Thanks for another great read, and looking forward to the next one.
I hope it's all right that I'm commenting because I am married but didn't make that leap until I was 40. Like you, I was largely considered too independent for most men and was quite happy with my life as it was.
Strong and independent are two great qualities so stay that way and screw anyone who thinks differently.
eleanore- it's fabulous the number of comments this elicited. The people who are in tune with you and those who are less so.
What I love about your blog is that you know who you are, you know what makes you happy, and you live the life that you choose, and you make no apology for it. And you remind me that although I do want to be in a relationship, my single life is still pretty awesome.
Thanks,
Stella x
@Stella: Thanks for all your comments and your support. I like being in a relationship, too. (I just never wanted to be married.) I do believe life should be good in-or-out of a relationship.
What do you think is the key to being content as a single woman and not panicking about not being married? I'm in my early 30's, but I never really thought about marriage much until my late 20's. I very much want to get married and have children, probably adoption, but I suspect it will happen for me later in life.

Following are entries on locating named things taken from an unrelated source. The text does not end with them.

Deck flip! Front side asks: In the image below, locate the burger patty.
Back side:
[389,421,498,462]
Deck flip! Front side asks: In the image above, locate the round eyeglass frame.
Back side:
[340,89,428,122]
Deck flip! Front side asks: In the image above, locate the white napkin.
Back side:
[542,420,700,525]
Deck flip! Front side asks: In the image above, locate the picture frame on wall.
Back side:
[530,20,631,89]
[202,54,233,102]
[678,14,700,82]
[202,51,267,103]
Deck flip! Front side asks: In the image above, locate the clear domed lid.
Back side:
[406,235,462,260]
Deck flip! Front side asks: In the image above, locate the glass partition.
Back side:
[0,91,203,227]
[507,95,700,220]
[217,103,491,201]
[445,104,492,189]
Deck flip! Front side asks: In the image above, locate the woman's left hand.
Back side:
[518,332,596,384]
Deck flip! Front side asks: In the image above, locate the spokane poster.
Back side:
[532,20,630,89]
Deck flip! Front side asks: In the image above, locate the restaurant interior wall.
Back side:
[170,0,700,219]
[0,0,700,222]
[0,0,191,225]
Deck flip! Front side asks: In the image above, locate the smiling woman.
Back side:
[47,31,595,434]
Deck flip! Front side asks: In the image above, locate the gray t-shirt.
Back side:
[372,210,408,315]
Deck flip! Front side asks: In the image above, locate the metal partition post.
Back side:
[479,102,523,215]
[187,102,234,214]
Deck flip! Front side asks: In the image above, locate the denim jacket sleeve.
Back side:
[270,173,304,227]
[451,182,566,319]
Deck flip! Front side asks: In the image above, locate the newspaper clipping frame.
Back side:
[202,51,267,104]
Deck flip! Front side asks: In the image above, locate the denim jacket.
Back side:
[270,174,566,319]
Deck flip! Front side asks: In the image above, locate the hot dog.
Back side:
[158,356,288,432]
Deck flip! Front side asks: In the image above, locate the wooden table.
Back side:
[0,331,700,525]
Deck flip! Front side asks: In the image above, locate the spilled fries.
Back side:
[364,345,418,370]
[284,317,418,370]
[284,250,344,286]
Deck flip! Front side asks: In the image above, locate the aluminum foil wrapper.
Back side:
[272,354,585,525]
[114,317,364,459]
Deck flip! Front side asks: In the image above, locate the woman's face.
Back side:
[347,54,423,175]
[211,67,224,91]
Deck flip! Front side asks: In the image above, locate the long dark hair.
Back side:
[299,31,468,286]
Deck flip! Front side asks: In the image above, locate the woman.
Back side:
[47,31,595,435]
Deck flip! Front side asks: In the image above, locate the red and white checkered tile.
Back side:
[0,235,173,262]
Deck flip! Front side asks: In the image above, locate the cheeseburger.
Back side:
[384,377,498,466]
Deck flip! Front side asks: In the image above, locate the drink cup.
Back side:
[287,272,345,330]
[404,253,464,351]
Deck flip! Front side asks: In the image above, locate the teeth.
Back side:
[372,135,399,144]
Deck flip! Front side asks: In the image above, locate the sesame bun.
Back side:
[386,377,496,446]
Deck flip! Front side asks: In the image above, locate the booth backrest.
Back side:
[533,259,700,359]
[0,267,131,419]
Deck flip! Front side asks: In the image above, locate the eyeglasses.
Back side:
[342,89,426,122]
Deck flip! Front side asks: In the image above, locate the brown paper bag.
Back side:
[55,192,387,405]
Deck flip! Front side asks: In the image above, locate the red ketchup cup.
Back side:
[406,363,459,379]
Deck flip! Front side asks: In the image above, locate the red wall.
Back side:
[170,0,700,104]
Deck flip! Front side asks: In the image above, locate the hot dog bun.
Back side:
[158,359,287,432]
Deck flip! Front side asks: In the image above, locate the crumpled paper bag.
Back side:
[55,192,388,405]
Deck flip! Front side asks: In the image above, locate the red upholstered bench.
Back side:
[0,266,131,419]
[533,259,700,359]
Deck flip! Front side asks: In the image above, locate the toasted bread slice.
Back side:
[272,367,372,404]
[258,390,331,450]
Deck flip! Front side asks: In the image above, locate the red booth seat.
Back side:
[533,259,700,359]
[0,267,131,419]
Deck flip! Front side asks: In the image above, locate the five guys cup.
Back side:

@Trenia: My thoughts on being "content as a single woman" are the same as for "being content...period". You have to figure out a way to be good with the life you have right now. Marriage and kids might happen for you...and they might not...but you don't want to miss out on life fretting about what might or might not happen in the future. Spend your time with people you enjoy, doing things that make you happy. A happy life may put you in a positive place for meeting the right guy. But, if somehow that doesn't happen, life is still pretty good because you made it that way.